DEV Community

Pitchers
Pitchers

Posted on

Scaling LiveKit Egress for Recordings (Private Meetings + Livestream Platform)

Hi everyone,

I'm currently designing the architecture for a live streaming and private meeting platform and would appreciate some guidance on scaling recording infrastructure using LiveKit Egress.

I haven't implemented autoscaling yet and want to design the system correctly before moving forward.

Current Stack

Frontend: Angular

Backend: .NET

Media Server: Self-hosted LiveKit

Infrastructure: AWS (EC2 + containerized services)

Coordination: Redis

OS: Ubuntu EC2 instance

Recording Use Cases

The platform supports two types of sessions:

  1. Private Meetings

Recording uses RoomComposite Egress to capture the entire meeting.

  1. Livestream Classes

Recording uses Participant Egress to record only the instructor stream.

Recording is optional and triggered by the instructor, so demand can vary significantly. For example, several instructors could start recording sessions simultaneously.

Problem I'm Trying to Solve

Since egress workers process recording jobs, I'm trying to design a system that can handle bursts of recording requests without failures.

My concern is handling situations where many recordings start at the same time.

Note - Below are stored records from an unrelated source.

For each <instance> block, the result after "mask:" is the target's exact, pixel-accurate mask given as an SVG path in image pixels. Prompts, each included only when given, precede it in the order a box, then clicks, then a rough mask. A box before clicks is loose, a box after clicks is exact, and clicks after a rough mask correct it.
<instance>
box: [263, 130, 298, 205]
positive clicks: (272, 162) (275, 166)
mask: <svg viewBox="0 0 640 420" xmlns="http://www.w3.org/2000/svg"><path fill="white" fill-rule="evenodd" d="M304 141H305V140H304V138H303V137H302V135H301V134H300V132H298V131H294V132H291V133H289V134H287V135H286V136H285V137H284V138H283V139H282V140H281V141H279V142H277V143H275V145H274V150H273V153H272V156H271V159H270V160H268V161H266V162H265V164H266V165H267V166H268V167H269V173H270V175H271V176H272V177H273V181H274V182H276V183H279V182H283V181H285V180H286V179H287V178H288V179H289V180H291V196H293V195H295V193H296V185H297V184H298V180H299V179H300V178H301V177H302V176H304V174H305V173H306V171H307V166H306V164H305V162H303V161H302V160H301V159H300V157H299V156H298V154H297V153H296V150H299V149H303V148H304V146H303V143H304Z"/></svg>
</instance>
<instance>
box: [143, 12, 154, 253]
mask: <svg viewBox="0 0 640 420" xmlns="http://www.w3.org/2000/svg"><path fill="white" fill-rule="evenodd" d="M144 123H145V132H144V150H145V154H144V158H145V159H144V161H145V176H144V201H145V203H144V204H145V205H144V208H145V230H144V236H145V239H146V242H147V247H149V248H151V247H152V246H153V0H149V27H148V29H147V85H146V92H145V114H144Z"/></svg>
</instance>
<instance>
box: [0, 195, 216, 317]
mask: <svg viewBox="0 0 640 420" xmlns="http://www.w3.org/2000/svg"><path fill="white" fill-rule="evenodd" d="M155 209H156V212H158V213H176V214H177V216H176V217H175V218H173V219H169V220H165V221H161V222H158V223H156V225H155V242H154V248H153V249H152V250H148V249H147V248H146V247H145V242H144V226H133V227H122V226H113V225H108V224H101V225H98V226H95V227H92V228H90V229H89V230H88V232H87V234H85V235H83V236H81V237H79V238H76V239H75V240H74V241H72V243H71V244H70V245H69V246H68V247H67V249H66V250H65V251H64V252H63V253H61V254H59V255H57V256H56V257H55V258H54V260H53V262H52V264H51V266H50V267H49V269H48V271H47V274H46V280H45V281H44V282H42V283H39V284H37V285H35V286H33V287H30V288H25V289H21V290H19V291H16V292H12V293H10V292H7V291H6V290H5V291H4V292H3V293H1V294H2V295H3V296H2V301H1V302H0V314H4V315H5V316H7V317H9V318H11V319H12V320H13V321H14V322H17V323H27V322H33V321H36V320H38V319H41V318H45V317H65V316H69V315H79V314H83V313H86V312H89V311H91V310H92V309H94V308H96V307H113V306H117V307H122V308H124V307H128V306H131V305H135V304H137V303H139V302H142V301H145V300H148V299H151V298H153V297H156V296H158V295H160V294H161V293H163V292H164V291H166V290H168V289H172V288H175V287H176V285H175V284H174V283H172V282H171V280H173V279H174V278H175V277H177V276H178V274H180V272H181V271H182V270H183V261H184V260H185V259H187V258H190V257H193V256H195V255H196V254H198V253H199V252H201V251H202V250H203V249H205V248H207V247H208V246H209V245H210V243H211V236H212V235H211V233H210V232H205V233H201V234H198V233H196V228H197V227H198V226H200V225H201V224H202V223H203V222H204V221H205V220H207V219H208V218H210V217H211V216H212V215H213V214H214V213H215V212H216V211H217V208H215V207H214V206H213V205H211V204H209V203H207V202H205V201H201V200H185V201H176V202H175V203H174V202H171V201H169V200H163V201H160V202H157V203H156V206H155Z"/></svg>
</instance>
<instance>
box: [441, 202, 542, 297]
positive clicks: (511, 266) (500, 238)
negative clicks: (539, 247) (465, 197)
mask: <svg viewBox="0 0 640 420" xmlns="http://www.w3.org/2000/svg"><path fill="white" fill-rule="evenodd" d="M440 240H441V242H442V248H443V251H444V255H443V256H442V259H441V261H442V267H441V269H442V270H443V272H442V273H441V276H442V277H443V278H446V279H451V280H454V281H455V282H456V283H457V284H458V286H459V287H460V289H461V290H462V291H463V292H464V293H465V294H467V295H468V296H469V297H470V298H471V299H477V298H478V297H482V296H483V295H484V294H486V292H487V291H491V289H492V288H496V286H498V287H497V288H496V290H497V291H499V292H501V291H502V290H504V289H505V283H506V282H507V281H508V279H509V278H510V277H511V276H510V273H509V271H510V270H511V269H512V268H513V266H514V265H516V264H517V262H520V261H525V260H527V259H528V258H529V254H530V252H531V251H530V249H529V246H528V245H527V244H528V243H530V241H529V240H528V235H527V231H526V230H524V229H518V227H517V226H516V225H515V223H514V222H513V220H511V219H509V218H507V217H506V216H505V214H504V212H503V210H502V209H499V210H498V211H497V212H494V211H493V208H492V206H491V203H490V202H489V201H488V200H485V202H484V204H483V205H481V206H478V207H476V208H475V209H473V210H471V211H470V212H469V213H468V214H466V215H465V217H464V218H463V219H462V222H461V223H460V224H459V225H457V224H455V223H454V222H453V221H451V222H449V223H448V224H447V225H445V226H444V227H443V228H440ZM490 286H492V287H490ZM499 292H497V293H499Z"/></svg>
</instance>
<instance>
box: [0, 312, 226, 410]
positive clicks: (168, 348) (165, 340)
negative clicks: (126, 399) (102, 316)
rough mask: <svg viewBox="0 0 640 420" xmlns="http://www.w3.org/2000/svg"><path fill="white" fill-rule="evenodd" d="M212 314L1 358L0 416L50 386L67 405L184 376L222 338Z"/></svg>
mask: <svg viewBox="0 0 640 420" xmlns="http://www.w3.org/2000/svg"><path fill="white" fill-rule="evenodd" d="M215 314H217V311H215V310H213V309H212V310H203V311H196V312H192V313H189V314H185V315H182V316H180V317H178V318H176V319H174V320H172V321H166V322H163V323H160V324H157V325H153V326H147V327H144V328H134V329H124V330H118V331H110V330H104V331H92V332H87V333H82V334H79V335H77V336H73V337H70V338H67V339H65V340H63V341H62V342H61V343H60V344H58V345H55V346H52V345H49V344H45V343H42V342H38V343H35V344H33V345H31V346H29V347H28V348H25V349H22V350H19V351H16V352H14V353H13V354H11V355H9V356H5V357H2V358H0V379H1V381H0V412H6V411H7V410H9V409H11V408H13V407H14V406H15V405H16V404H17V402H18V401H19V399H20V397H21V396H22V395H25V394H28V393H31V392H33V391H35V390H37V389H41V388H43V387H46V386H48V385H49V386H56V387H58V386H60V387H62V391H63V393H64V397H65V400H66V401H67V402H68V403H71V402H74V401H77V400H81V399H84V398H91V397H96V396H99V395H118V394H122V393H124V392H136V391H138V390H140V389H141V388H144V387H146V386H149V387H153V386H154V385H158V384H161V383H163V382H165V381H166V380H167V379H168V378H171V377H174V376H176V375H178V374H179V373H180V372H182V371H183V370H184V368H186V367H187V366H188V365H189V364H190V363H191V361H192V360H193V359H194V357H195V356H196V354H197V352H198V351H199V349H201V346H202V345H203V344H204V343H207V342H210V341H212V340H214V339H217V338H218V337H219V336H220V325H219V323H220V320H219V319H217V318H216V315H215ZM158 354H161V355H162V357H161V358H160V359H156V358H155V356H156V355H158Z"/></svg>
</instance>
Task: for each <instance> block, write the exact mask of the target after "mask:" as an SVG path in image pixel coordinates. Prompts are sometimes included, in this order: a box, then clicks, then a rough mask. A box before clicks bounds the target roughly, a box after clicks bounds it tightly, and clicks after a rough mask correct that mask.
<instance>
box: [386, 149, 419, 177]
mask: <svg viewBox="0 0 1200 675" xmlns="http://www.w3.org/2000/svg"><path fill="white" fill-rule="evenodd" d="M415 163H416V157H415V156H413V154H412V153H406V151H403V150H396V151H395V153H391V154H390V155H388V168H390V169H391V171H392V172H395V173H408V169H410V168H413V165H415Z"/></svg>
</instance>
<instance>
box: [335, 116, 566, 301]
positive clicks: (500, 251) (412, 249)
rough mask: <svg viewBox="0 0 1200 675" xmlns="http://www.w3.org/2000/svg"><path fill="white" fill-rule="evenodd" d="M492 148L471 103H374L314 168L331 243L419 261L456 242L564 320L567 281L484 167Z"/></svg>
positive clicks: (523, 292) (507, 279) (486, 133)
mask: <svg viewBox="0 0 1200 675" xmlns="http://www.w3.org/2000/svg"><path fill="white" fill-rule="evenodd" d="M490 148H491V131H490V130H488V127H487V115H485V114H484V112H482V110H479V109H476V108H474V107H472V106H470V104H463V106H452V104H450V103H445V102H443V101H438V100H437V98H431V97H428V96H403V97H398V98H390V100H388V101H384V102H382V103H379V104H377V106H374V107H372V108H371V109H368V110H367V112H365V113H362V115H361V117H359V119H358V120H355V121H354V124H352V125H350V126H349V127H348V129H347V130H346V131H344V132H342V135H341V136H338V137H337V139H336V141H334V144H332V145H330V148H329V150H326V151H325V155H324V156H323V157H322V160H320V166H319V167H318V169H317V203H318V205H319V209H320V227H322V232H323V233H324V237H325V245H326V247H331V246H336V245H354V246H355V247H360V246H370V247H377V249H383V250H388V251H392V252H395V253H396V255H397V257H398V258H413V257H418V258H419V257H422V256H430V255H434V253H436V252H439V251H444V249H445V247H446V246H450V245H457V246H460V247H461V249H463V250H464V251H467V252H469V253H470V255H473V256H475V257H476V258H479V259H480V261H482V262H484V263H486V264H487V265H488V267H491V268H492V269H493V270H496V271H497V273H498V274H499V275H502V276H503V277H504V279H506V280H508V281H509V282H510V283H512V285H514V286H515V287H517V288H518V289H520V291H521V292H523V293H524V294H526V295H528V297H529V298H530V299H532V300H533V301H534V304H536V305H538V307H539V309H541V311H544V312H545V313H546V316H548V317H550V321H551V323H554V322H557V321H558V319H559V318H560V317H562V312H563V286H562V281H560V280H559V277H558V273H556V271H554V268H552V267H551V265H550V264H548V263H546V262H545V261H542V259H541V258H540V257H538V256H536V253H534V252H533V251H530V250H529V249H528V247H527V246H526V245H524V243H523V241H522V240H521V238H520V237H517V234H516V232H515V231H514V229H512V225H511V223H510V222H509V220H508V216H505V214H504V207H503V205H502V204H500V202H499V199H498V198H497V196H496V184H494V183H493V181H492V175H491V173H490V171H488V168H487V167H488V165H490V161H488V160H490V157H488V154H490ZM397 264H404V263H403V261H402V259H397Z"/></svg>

Without proper scaling, this could lead to:

recording requests failing

egress workers becoming overloaded

timeouts during recording initialization

What I'm Trying to Achieve

Ideally the system should:

Automatically scale egress workers when recording demand increases

Scale down when idle to reduce infrastructure cost

Handle bursts where many recordings start simultaneously

Support both RoomComposite and Participant egress jobs efficiently

Questions

For developers running LiveKit in production:

What is the recommended strategy to scale LiveKit egress workers?

Should autoscaling be based on:

CPU / memory usage

number of active recordings

number of pending egress jobs

pipelines per worker

Has anyone implemented autoscaling for egress workers successfully on AWS (ECS / EC2 / Kubernetes)?

When LiveKit server load increases (many rooms), how do you typically scale LiveKit media servers alongside egress workers?

Context

I'm still in the architecture design stage, so any suggestions, reference architectures, or lessons learned from production deployments would be extremely helpful.

Thanks in advance!

Top comments (0)